There might be a rule, but it is not easy to figure out what it is. For example,
>> k*x*k+x*y*x*x*x + y*x*k + k^2
k^2*x + k^2 + y*k*x + y*x^4
>> k*x*k+x*y*x*x*x + y*x*k + k^2*y
k^2*x + y*k^2 + y*k*x + y*x^4
The first of those suggests possibly alphabetical order, k coming before x coming before y. But the second of those has y*k*x -- why did it choose that in the larger expression? It has not ordered the expression by powers of x -- if it did then k^2 would have to be first or last. The third shows k^2*x and y*k^2 which has equal powers of k but sorts differently, non-alphabetically.

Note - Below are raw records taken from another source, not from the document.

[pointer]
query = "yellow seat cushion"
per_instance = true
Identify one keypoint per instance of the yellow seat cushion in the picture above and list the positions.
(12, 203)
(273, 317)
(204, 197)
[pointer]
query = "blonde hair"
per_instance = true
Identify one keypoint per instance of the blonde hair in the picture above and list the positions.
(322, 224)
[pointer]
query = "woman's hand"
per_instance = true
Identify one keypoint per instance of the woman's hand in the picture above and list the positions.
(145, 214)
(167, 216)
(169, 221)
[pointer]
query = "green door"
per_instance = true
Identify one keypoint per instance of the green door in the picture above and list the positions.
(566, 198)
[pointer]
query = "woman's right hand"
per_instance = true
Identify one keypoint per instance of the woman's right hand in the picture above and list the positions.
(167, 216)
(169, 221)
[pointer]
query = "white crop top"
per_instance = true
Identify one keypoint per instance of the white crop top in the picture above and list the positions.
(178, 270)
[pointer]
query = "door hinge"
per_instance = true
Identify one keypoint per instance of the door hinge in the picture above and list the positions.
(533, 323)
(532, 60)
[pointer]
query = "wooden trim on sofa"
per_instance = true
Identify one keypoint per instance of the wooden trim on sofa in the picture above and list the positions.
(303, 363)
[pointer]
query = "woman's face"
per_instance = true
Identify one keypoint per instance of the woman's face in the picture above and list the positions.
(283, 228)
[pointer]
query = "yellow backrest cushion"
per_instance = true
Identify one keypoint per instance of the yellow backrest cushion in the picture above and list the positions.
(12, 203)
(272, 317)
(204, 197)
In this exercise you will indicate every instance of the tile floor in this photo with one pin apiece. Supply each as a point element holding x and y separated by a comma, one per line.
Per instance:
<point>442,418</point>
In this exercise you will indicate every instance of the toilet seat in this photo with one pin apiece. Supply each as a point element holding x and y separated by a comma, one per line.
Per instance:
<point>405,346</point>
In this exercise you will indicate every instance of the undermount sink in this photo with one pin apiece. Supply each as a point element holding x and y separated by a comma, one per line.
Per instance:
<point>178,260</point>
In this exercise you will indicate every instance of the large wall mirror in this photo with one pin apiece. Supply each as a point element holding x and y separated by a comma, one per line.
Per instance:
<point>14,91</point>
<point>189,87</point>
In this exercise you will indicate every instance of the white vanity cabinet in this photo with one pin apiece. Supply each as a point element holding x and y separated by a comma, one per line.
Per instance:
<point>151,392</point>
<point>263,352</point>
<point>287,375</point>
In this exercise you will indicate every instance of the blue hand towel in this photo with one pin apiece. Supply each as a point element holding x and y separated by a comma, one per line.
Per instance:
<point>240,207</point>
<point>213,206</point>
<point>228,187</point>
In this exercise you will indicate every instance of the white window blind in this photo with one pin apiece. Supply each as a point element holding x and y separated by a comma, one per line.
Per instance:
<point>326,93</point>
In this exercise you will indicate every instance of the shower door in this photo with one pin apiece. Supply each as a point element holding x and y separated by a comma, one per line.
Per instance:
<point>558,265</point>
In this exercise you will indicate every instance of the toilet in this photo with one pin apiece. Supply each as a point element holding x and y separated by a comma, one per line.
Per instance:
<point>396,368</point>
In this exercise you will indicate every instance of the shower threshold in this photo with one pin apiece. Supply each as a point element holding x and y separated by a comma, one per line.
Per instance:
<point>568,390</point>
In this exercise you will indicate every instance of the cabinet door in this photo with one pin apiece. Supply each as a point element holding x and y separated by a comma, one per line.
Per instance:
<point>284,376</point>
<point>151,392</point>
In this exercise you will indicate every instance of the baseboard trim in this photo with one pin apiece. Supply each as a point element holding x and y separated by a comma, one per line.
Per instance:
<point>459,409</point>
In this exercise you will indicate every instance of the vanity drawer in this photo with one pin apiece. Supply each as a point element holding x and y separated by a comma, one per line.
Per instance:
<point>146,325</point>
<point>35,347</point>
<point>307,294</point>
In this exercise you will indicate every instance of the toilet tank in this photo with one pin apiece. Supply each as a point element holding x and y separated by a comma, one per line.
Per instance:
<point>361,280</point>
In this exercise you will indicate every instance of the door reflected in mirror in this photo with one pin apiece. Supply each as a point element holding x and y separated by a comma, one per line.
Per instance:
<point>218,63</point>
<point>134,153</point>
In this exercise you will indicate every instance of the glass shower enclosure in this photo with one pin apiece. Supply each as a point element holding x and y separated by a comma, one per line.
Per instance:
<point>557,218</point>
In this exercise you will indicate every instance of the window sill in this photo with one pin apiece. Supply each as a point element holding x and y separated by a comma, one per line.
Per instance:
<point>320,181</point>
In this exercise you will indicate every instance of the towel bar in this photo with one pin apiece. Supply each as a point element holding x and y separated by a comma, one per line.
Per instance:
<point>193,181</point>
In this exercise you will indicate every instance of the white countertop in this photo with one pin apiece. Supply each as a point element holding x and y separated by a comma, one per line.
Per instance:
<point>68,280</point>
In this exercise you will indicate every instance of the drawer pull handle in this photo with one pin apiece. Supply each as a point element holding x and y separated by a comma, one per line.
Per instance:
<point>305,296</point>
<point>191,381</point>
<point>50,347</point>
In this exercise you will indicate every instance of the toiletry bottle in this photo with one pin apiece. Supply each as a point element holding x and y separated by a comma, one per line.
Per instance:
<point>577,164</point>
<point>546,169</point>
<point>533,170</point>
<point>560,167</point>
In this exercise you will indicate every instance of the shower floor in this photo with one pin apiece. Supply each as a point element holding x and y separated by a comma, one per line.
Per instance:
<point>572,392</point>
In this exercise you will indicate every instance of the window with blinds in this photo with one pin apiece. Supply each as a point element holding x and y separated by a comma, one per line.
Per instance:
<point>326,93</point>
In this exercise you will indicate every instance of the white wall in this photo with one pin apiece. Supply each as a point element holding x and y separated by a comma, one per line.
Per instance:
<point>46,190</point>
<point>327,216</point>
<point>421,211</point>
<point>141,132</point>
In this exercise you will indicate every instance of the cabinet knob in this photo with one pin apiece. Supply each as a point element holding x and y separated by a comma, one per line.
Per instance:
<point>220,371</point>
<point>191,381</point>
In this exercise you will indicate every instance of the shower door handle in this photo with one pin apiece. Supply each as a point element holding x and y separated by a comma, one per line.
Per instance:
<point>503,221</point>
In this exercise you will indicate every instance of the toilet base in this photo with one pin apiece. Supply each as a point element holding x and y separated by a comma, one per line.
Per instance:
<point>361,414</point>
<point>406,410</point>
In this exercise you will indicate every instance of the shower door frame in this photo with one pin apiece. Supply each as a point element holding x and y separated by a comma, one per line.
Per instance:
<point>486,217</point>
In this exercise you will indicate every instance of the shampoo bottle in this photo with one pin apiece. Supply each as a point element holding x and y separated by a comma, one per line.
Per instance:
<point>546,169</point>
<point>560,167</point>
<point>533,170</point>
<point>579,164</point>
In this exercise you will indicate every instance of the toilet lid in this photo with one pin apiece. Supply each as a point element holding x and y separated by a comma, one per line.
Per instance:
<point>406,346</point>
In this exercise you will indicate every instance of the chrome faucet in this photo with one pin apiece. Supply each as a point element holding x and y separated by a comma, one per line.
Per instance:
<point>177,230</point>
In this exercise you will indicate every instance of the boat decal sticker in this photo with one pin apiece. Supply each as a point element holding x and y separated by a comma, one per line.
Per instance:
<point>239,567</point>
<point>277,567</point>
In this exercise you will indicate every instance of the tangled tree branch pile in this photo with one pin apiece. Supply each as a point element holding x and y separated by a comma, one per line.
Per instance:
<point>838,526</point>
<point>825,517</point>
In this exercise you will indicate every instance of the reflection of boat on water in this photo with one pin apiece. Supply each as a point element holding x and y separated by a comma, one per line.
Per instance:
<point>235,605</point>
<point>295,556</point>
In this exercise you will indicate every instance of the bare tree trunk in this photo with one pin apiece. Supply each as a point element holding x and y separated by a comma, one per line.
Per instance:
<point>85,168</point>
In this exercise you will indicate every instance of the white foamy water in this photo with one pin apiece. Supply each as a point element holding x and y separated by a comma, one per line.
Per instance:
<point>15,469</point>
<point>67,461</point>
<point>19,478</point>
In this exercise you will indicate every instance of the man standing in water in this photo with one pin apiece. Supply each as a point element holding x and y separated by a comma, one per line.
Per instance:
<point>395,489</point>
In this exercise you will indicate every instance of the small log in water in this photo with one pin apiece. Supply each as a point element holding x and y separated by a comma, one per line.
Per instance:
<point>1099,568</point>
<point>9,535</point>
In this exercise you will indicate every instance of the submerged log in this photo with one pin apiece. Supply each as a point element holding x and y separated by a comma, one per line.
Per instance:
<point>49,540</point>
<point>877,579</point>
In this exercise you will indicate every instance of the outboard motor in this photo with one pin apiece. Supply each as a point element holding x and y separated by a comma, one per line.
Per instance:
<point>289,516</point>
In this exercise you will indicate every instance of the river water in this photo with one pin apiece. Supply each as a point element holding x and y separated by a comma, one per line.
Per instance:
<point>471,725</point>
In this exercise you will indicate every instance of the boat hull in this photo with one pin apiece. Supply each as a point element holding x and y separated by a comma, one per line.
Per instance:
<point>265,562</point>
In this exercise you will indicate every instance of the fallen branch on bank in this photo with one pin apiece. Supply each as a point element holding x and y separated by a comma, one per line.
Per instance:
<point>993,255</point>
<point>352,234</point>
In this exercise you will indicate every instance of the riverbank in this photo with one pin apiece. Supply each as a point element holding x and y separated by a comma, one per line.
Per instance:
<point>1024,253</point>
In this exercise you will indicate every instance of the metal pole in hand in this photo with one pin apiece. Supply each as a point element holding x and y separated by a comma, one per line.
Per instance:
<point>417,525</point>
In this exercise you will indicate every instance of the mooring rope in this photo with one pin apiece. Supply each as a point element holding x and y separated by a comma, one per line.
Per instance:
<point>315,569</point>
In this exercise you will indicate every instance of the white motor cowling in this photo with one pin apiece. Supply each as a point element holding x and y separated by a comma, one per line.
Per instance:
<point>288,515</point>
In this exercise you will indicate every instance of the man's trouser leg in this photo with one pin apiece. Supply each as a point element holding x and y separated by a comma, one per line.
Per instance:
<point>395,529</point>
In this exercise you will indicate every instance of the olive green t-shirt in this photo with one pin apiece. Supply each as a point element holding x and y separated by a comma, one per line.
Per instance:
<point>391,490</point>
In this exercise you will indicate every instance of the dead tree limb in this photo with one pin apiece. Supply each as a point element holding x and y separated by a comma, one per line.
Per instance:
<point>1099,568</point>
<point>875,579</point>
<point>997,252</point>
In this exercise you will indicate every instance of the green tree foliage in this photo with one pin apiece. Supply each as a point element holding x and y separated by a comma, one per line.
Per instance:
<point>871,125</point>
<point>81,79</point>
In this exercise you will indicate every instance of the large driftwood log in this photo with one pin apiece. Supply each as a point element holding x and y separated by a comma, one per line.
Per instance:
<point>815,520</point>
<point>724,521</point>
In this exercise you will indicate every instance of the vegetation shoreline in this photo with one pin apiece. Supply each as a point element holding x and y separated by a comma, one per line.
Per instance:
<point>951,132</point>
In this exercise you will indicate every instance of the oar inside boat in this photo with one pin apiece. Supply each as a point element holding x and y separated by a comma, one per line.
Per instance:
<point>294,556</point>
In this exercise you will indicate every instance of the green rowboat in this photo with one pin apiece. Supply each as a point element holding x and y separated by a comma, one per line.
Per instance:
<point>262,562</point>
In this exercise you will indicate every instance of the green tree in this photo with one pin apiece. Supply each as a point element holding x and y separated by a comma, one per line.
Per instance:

But
>> x*k^2 + y*k^2
k^2*x + k^2*y
so sometimes it does put them in alphabetical order.
It is not sorting alphabetically. It is not sorting by total power.
But it is influenced by those things. For example if you replace k by the other single-letter names in k^2*x + k^2 + y*k*x + y*x^4 (excluding x and y) then the same order is used in each case, except for z:
y*x^4 + x*z^2 + y*x*z + z^2
When I was testing last week, I found cases where the order changed completely if a constant was added to the expression.
その他の回答 (1 件)
Robert 2016 年 10 月 26 日
So this is a bug in matlab I found the bug a few weeks ago and it should be fixed in the next release
It turns out with the addition of a tilda you can change the order in which the coeffs function returns values.
Try the following code and please don't forget to accept the answer so i can get the credit for helping. Thanks!
y = x - x^3/6 + x^5/120 - x^7/5040 + x^9/362880
[High_Order , ~] = coeffs(y) % Use this to get the higher order first
Coefficient_Low_first = coeffs(y)